Importance: Referral to a neurologist and imaging play important roles in the management of laryngeal cleft. Swallowing involves a complex series of neuromuscular interactions, and aspiration can result from anatomical causes (eg, laryngeal cleft), neuromuscular disorders, or some combination thereof. To date, no protocols or guidelines exist to identify which patients with laryngeal cleft should undergo neuroimaging studies and/or consultation with a neurologist.

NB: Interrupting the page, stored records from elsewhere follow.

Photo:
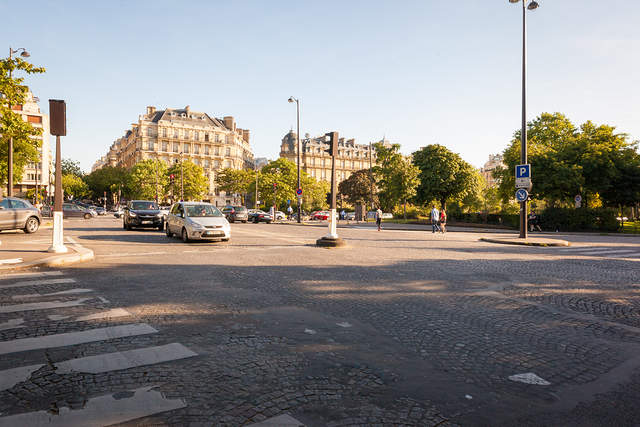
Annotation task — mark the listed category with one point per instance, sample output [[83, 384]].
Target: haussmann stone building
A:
[[174, 134]]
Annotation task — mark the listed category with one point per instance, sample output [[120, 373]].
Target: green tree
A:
[[360, 188], [71, 167], [73, 187], [195, 182], [13, 91], [149, 179], [443, 175], [112, 179]]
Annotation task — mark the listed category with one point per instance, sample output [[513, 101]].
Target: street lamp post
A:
[[24, 54], [530, 5], [298, 198]]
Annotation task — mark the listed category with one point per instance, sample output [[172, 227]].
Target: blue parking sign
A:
[[523, 171]]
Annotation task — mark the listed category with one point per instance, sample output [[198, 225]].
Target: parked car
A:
[[197, 221], [236, 213], [256, 215], [71, 210], [142, 213], [19, 214]]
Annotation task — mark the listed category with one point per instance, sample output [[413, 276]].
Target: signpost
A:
[[522, 195], [523, 176]]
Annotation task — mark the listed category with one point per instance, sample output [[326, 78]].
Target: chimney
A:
[[229, 123]]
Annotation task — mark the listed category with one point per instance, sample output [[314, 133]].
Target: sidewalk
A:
[[19, 251]]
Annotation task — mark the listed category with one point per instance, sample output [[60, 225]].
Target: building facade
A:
[[174, 134], [316, 162], [494, 162], [35, 175]]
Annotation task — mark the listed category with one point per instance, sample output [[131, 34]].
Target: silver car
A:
[[197, 221], [18, 213]]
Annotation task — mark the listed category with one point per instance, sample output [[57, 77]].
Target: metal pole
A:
[[57, 207], [523, 136], [10, 151], [298, 137]]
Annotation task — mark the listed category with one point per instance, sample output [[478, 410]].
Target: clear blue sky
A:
[[419, 72]]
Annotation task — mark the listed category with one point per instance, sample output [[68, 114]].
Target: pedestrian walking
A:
[[443, 220], [435, 218]]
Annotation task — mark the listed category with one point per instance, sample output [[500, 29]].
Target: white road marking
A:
[[31, 306], [109, 314], [529, 378], [37, 283], [67, 292], [11, 324], [30, 275], [100, 411], [125, 359], [11, 377], [74, 338]]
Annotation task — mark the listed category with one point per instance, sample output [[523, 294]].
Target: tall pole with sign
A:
[[332, 239], [58, 127]]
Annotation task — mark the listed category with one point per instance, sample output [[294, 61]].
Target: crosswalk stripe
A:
[[100, 411], [30, 275], [32, 306], [74, 338], [67, 292], [37, 283], [109, 314], [125, 359]]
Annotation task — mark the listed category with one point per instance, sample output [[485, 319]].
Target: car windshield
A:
[[144, 206], [202, 211]]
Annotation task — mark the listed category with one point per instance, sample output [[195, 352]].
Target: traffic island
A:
[[330, 242], [530, 241]]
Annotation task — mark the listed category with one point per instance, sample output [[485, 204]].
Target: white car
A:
[[197, 221]]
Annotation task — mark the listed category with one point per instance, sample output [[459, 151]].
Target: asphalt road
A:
[[400, 327]]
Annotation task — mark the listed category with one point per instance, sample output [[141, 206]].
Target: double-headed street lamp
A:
[[298, 198], [24, 54], [530, 5]]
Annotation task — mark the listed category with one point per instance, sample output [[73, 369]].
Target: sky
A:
[[416, 72]]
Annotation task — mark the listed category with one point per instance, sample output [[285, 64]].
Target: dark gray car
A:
[[19, 214]]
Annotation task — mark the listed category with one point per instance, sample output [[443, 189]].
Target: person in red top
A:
[[443, 220]]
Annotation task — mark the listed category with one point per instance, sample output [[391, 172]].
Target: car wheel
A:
[[32, 225]]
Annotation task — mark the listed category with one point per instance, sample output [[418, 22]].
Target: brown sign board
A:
[[57, 117]]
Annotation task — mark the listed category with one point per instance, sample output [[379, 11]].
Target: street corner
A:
[[530, 241]]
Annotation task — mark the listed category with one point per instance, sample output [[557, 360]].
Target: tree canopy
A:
[[25, 146], [443, 175]]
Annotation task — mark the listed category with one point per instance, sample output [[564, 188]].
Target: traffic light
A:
[[331, 138]]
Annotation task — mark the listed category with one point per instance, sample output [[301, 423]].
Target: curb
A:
[[81, 254], [548, 242]]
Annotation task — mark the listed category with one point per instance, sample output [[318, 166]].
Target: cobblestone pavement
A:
[[399, 328]]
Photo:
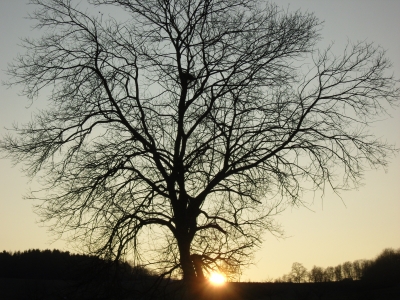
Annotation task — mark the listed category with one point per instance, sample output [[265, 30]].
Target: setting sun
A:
[[217, 278]]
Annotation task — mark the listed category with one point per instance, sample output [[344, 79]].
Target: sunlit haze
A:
[[332, 229], [217, 278]]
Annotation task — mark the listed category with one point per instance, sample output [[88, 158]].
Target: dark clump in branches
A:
[[178, 134]]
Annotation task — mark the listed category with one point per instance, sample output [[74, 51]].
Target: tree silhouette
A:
[[177, 134]]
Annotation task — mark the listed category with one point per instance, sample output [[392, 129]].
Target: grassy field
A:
[[21, 289]]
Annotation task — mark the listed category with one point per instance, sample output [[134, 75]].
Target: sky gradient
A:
[[332, 230]]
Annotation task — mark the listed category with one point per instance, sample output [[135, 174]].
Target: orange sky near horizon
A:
[[332, 230]]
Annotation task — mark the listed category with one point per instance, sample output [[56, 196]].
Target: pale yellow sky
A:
[[358, 225]]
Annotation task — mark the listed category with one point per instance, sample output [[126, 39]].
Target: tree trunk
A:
[[189, 273]]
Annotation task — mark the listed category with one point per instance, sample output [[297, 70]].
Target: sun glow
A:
[[217, 279]]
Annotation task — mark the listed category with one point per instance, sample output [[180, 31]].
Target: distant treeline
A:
[[55, 264], [385, 268]]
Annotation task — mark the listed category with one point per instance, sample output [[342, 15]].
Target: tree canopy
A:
[[177, 134]]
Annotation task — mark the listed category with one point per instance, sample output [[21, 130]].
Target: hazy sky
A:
[[331, 231]]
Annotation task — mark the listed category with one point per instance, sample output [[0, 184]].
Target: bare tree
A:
[[338, 273], [329, 274], [178, 133], [347, 270], [317, 274], [299, 273]]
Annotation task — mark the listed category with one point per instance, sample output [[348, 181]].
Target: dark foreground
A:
[[21, 289]]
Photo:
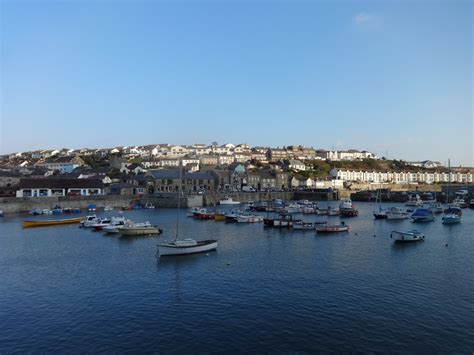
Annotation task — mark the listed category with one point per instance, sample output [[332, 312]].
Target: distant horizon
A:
[[384, 77]]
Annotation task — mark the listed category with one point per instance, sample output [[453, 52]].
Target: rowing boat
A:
[[54, 222]]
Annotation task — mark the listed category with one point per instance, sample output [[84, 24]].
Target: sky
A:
[[392, 77]]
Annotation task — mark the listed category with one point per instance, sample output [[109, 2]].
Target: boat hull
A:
[[45, 223], [200, 247]]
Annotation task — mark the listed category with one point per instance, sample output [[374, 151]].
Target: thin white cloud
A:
[[364, 18]]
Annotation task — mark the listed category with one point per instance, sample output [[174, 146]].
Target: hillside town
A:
[[154, 169]]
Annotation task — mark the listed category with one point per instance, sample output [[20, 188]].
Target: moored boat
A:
[[407, 237], [55, 222], [332, 228]]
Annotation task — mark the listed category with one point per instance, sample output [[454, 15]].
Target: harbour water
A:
[[65, 289]]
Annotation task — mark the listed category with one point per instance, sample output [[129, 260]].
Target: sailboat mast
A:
[[179, 200]]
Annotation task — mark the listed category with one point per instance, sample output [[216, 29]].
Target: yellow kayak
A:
[[55, 222]]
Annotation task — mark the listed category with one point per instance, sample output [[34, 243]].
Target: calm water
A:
[[66, 289]]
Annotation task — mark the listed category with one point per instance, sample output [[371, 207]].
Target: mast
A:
[[179, 200]]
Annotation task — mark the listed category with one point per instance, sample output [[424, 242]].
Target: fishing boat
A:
[[185, 246], [137, 229], [407, 237], [422, 215], [202, 213], [55, 222], [231, 217], [347, 208], [394, 213], [219, 216], [249, 218], [332, 228], [227, 200], [303, 225], [451, 218], [435, 207], [414, 200]]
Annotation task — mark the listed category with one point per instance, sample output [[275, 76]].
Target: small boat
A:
[[407, 237], [332, 228], [219, 216], [136, 229], [228, 201], [422, 215], [231, 217], [394, 213], [249, 218], [303, 225], [435, 207], [55, 222], [192, 211], [186, 247], [451, 218], [414, 200], [202, 213]]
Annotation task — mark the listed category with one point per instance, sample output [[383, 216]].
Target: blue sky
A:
[[392, 77]]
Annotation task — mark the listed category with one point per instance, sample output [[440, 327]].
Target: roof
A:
[[60, 183], [174, 174]]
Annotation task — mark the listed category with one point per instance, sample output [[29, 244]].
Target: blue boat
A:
[[422, 215]]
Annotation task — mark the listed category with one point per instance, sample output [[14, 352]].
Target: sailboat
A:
[[184, 246], [451, 214]]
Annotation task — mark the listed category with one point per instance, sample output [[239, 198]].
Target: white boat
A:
[[407, 237], [414, 201], [396, 213], [228, 201], [300, 225], [451, 218], [249, 218], [192, 211], [136, 229], [435, 207], [184, 246]]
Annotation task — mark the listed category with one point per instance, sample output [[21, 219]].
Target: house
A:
[[47, 187], [166, 180], [64, 164], [9, 178]]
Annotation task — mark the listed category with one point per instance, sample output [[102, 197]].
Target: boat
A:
[[471, 203], [192, 211], [227, 200], [394, 213], [137, 229], [249, 218], [115, 225], [219, 216], [185, 246], [300, 225], [202, 213], [55, 222], [414, 200], [231, 217], [435, 207], [347, 208], [407, 237], [332, 228], [451, 218], [422, 215]]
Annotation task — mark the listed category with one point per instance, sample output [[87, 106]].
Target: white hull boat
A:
[[186, 247], [407, 237]]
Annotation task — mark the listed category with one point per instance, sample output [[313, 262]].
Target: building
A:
[[48, 187]]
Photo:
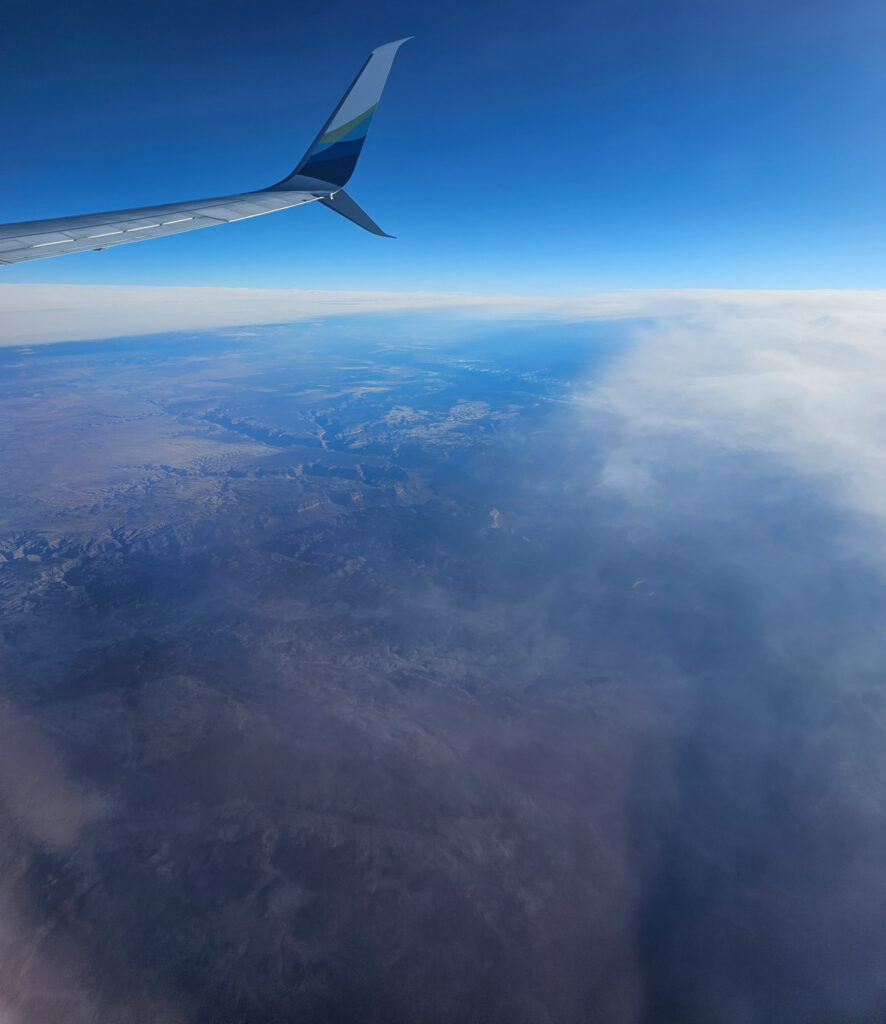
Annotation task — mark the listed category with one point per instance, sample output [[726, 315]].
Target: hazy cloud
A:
[[41, 313]]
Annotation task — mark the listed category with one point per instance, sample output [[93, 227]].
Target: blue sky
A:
[[546, 147]]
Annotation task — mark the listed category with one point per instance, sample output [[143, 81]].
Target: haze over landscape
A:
[[483, 626]]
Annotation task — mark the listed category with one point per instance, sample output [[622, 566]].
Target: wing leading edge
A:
[[320, 176]]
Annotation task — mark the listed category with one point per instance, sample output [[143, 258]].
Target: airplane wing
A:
[[320, 175]]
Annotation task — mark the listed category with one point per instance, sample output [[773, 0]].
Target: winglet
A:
[[343, 204], [332, 157]]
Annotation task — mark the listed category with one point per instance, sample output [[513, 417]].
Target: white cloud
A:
[[800, 377], [41, 313]]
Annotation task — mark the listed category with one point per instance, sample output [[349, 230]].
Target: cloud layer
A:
[[43, 313]]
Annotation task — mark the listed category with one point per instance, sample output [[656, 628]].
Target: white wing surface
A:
[[333, 154]]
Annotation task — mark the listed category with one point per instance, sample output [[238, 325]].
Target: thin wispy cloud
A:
[[44, 313]]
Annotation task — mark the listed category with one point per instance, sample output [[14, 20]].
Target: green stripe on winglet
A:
[[340, 132]]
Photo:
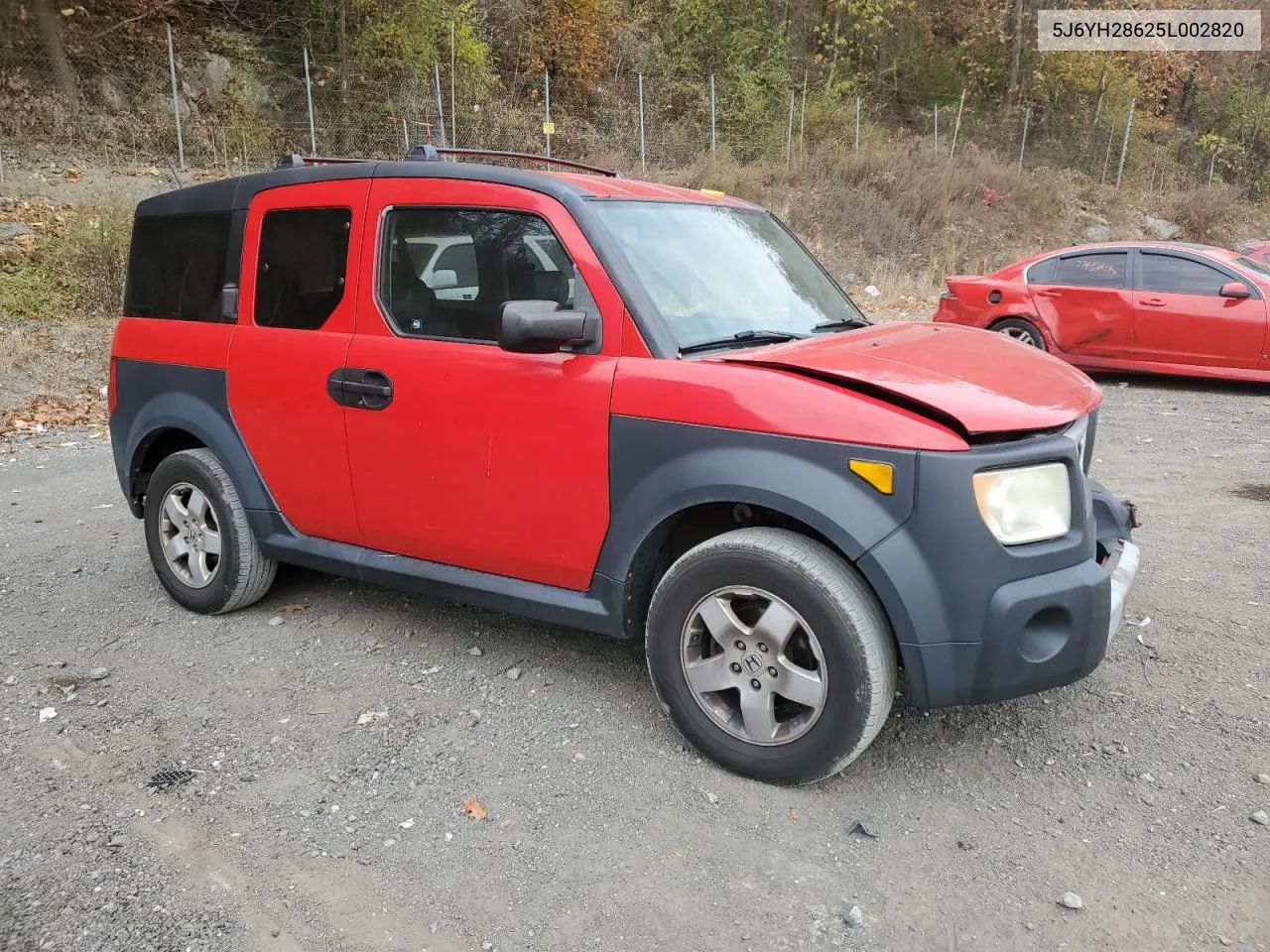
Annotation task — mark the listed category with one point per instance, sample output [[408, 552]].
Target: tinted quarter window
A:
[[1092, 271], [300, 275], [177, 267], [1179, 276], [494, 259]]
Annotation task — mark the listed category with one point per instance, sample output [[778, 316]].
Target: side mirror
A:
[[444, 280], [540, 327]]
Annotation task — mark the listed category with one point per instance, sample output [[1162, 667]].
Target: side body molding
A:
[[155, 398], [659, 468]]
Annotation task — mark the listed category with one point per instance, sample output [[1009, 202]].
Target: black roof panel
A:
[[236, 193]]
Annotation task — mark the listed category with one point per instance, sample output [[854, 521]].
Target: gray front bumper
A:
[[1123, 561]]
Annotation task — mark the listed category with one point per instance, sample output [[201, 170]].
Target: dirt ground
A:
[[335, 731]]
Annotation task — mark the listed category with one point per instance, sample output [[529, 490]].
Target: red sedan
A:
[[1164, 307]]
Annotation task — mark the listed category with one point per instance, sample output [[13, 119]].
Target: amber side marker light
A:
[[880, 476]]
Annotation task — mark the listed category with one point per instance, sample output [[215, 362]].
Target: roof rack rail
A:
[[296, 162], [431, 154]]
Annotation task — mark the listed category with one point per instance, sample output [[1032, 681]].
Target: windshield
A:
[[715, 272]]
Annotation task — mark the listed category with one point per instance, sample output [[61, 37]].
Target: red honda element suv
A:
[[640, 411]]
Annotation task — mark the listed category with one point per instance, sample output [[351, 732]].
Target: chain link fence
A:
[[176, 99]]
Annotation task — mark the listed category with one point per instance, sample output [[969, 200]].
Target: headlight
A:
[[1028, 504]]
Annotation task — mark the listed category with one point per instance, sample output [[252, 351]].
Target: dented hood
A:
[[984, 382]]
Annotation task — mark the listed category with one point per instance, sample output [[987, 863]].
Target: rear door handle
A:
[[359, 389]]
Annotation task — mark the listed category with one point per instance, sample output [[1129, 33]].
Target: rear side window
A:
[[304, 259], [177, 267], [1093, 271], [1179, 276]]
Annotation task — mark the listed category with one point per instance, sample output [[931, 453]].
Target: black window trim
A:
[[350, 263], [1129, 267], [381, 259], [1219, 267]]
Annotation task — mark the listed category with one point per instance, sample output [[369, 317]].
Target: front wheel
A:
[[771, 654]]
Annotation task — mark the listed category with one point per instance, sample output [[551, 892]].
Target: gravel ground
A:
[[335, 731]]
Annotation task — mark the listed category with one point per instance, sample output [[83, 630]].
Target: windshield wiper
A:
[[842, 324], [740, 338]]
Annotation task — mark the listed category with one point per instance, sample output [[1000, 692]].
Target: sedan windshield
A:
[[728, 275]]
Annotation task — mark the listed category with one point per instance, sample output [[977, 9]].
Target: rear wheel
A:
[[198, 538], [1021, 330], [771, 655]]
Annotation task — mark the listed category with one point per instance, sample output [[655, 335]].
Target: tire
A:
[[1021, 330], [199, 579], [841, 638]]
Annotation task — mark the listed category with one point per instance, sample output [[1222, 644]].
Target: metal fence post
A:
[[441, 112], [714, 140], [453, 112], [643, 158], [789, 134], [176, 100], [1124, 145], [547, 105], [802, 118], [309, 96], [956, 126], [1023, 145], [1106, 159]]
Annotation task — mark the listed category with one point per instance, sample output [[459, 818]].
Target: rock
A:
[[866, 826], [112, 94], [213, 76], [1070, 900], [1162, 229], [9, 230]]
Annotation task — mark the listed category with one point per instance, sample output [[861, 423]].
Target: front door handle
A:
[[359, 389]]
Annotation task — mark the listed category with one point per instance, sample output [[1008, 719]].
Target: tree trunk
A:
[[51, 32], [1016, 50], [1187, 103]]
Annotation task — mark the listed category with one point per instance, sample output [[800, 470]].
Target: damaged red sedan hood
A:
[[983, 381]]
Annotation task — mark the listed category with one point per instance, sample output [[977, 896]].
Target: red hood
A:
[[985, 381]]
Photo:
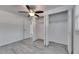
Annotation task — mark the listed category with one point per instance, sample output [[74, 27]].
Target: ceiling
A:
[[15, 8]]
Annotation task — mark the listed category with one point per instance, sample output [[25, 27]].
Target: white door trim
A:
[[46, 23]]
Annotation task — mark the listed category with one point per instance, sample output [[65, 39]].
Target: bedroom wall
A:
[[76, 33], [57, 28], [11, 27]]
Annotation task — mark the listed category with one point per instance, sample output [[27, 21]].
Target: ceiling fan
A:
[[31, 11]]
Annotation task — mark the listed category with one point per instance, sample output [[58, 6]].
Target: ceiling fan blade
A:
[[39, 11], [36, 15], [28, 7], [22, 12]]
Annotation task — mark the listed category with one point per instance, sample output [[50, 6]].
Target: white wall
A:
[[11, 27], [57, 28], [76, 33]]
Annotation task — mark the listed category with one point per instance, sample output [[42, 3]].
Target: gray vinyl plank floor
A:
[[26, 46]]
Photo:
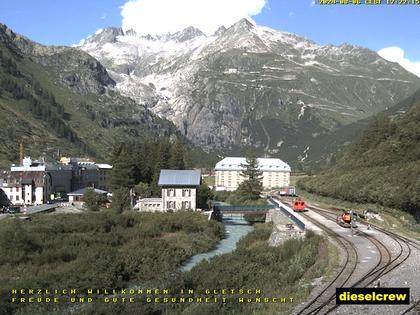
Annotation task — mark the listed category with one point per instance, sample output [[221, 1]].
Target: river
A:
[[235, 228]]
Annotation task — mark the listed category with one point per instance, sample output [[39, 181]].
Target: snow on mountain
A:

Objective: To establish guidelines for neurologic evaluation and imaging techniques to identify or rule out neuromuscular dysfunction in children with laryngeal cleft.
Design: Retrospective review of the medical records of 242 patients who were diagnosed with laryngeal cleft at a tertiary children's hospital between March 1, 1998, and July 6, 2015. Based on this review, an algorithm to guide management of laryngeal cleft is proposed.
Main Outcomes And Measures: Data extracted from patient medical records included the type of laryngeal cleft, details of neurologic referral, results of neuroimaging studies, and objective swallow study outcomes.
Results: Of the 242 patients, 142 were male and 100 were female. Mean age at the time of data analysis was 8.7 years (range, 10 months to 25 years), and there were 164 type I clefts, 64 type II, 13 type III, and 1 type IV. In all, 86 patients (35.5%) were referred to a neurologist; among these, 33 (38.4%) had examination findings indicative of neuromuscular dysfunction or dyscoordination (eg, hypotonia, spasticity, or weakness). Abnormal findings were identified in 32 of 50 patients (64.0%) who underwent brain imaging. Neurosurgical intervention was necessary in 3 patients diagnosed with Chiari malformation and in 1 patient with an intraventricular tumor detected on neuroimaging.
Conclusions And Relevance: A substantial proportion of patients with laryngeal cleft have coexistent neuromuscular dysfunction as a likely contributing factor to dysphagia and aspiration. Collaboration with a neurologist and appropriate neuroimaging may provide diagnostic and prognostic information in this subset of patients. At times, imaging will identify critical congenital malformations that require surgical treatment.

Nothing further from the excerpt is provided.